Only top unis 'should give degrees'
Only England's top universities should have the power to award degrees, a study has suggested.
A report by the CentreForum think-tank calls for an overhaul of higher education, splitting universities into two different types; leading institutions that focus on research and teaching and others focusing mainly on teaching.
It says that only a "select number of highly prestigious institutions or academic bodies", should be allowed to award degrees.
These research universities would design their own set of courses and exams, which other "regular" institutions would then teach. Exams would be externally marked by the research university, the report says.
Such a move would boost the quality of higher education, cut costs and allow students to compare courses offered by different institutions.
The report says that the "research" institutions would make up around a third of universities in England, while "regular" universities would make up the other two thirds.
It argues that some universities already offer degrees accredited by other institutions, for example, Writtle College in Essex, where degrees are awarded by Essex University.
The report says: "Competition for places at prestigious 'research' universities would still be high, but as 'regular' universities gained a reputation for better quality teaching and more contact hours, some students may decide they would prefer to study for a widely recognised and externally accredited degree at a lower cost institution and still be assured of the quality of the course."
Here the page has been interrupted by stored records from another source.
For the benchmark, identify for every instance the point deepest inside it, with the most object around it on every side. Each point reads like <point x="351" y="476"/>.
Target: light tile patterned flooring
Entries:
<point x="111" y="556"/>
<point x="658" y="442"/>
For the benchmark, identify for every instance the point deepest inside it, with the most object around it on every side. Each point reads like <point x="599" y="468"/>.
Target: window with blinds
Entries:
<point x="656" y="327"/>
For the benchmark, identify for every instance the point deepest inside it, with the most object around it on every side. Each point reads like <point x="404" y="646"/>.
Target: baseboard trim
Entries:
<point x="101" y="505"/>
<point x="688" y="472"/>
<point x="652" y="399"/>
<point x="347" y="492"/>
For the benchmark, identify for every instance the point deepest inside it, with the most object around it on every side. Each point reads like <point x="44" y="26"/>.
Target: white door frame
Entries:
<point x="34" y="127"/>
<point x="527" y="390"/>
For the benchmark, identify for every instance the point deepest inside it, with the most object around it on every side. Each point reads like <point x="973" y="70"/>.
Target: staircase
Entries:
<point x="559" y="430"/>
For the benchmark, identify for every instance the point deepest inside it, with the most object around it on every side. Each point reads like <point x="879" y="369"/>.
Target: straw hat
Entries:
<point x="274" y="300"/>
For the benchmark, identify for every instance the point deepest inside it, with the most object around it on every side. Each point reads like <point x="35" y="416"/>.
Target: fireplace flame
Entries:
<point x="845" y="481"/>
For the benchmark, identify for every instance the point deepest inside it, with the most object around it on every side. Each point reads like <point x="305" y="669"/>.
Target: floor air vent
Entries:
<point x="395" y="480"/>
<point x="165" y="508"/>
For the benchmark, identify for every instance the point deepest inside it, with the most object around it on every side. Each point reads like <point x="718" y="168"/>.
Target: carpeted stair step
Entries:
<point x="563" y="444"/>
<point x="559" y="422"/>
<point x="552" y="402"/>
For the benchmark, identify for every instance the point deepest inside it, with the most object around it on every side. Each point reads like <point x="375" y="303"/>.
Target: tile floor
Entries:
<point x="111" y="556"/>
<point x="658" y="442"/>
The report argues that such a system would remove the incentive for universities to charge high fees as a signal that they are providing a high quality education. By employing staff that are focused on teaching, not research, and cutting the length of a degree down to two years, costs will be cut.
Report author Gill Wyness said: "The current system is murky and expensive. Students are not able to compare courses while universities get away with using high fees to signal quality. A standardised degree system of the sort we are proposing will ensure better quality and comparability, and will drive down costs for students."